Möglicherweise kam es also zum Kurseinbruch, weil die Börse Mytheresas Marktplatz-Modell nicht überzeugt hat. Es ist halt nicht das von Farfetch & Co. Hinter dem „Curated Platform Model“ steht der Versuch, den Distributionszielen der Markenpartner zu entsprechen, ohne den Kuratierungsanspruch aufzugeben, auf dem Mytheresas Markenversprechen basiert. Die Münchner wählen wie bisher die zur Zielgruppe passenden Artikel der Markenpartner aus und verkaufen sie über ihre Plattform. Man ordert nicht Monate im Voraus, sondern bedient sich aus den aktuellen Retail-Kollektionen und wird damit nachlieferfähig. Die Ware bleibt stets Eigentum der Lieferanten. Statt Umsatz wird am Ende eine Provision verbucht. Langfristig sollen bis zu 35% des Volumens über die Curated Platform abgewickelt werden.

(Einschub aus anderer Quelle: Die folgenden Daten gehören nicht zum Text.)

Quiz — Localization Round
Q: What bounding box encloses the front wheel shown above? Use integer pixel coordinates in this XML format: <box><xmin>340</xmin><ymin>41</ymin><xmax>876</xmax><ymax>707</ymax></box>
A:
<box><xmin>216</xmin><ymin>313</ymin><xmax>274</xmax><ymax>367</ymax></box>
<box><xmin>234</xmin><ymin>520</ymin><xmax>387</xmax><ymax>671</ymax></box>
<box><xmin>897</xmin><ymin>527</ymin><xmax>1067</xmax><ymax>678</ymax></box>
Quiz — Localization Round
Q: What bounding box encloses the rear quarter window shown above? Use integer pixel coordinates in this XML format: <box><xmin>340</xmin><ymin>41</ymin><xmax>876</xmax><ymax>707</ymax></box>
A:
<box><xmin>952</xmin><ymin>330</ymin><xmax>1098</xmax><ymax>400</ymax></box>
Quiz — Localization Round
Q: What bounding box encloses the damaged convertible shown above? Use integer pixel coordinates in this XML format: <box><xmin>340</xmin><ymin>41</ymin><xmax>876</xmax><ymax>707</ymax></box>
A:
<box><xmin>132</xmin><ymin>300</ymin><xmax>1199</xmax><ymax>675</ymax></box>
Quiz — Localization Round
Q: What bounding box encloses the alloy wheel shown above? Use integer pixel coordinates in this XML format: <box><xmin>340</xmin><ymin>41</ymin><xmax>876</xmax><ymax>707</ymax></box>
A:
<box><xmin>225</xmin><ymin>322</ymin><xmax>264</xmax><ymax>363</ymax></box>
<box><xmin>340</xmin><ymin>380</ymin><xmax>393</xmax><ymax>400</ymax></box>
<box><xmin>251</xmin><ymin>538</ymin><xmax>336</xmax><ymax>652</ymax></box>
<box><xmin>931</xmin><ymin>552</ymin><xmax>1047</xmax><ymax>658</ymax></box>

Es ist ein interessantes Hybrid-Modell, das Mytheresa da versucht. Offen ist, wie die Lieferanten darauf reagieren. Werden sie sich auf ein solches Vermittlungsgeschäft einlassen, bei dem sie nicht das letzte Wort über das Sortiment, aber das volle Risiko haben? Welche der rund 200 Marken werden mitspielen? Wird das für alle Beteiligten ein Zusatzgeschäft oder nur für Mytheresa? Weil bislang reguläres Wholesale-Business durch diese modifizierte Form von Kommissionsgeschäft ersetzt wird? Wie konsequent wird der Einkauf wirklich noch kuratieren? Wird man die Schleusen öffnen für interessierte Marken, die zu kaufen den Buyern vorher nicht in den Sinn gekommen wäre? Oder am Ende Ware durchwinken, die ein Lieferant gerne verkaufen möchte, die aber streng besehen nicht zum Mytheresa-Sortiment passt? Schließlich kostet die ja nichts mehr, verspricht aber Provision.
Sieht man mal von solchen Detailfragen ab: Als Multilabelanbieter muss man auch im Netz seine eigene Marke pflegen. Dazu gehören mit Blick auf die Zielgruppe zusammengestellte Sortimente. Statt mit heute bereits vielfach größeren Plattformen in den Ring zu steigen, hat sich Mytheresa für einen eigenen Weg entschieden.